Researchers suggest monitoring contamination by taking samples at various depths -- and more than 200 feet from old water towers."Residents questioned the effectiveness of the soil sampling methodology used to investigate the contamination," he said. "Core samples up to two feet deep are used by the DEM to investigate environmental contamination. The top one inch of soil is sampled by the Department of Health to investigate lead contamination of residential properties that pose risks of childhood lead poisoning."
Now that the study is done, Vanderslice said, it confirms RIDEM's methodology and will inform that of RIDOH.
"The results of this study indicate that concerns about the DEM methodology were not warranted. The DEM sampling methodology correctly identified all properties that needed remediation," he said. "The study provides recommendations for the Department of Health to consider in revising its Rules and Regulations for Lead Poisoning Prevention, including to evaluate soil standards to ensure that they protect children from reaching blood levels of five micrograms per deciliter, the more recently adopted level of concern, and to ensure that the sampling methodology adequately addresses the possibility that surface soil samples may not identify lead hazards at depth." Thompson said the study provides a good example of how policies such as those of RIDOH, which are informed by sound scientific evidence and theory, can still be further informed by real-world field assessment, a process called "practice-based evidence."

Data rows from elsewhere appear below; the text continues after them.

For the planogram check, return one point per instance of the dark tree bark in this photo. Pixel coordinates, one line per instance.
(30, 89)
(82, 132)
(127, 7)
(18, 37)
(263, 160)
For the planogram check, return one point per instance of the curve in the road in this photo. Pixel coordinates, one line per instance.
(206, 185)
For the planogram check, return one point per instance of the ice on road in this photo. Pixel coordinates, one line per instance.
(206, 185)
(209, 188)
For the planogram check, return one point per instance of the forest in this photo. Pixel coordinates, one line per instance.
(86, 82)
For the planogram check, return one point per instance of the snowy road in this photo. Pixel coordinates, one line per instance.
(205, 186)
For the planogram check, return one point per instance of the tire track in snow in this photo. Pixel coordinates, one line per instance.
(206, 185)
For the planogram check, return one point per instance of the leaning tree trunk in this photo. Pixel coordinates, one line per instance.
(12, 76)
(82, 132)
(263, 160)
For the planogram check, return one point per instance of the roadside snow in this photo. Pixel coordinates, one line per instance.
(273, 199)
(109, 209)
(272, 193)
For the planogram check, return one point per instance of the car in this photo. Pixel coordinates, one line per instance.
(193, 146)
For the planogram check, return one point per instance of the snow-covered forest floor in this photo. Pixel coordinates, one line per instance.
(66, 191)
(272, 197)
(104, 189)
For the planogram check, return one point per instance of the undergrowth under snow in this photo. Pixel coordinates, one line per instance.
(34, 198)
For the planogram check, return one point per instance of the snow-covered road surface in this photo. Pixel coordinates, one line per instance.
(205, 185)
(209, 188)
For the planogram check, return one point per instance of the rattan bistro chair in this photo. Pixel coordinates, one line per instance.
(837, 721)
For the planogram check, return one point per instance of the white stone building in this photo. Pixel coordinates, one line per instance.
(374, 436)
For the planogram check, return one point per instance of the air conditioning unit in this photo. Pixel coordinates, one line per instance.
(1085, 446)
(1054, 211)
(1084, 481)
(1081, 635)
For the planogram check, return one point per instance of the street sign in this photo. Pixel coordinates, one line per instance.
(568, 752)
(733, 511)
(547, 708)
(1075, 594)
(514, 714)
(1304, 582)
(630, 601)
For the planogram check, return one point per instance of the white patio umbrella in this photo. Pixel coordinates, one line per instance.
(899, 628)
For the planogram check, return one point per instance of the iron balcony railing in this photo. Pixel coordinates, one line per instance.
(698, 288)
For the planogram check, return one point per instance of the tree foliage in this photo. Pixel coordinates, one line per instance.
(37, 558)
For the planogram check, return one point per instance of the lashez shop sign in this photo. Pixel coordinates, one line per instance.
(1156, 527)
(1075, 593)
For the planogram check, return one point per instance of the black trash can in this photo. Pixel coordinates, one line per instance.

The study's recommendations for future contamination monitoring efforts in Rhode Island include sampling soil at multiple depths and farther away than 200 feet, depending on prevailing winds and tower height. The authors also call for state agencies to sample from properties around other old water towers, to adopt more uniform definitions of terms, and to update standards to reflect new stricter exposure guidelines from the U.S. Centers for Disease Control and Prevention.
In addition to Thompson, other authors on the paper are Kim Boekelheide, professor of pathology and laboratory medicine at Brown, and University of Rhode Island nursing student Andrea Burdon.
The National Institutes of Health National Institute of Environmental Health Sciences fund the Brown University Superfund Research Program with grant P42-ES013660.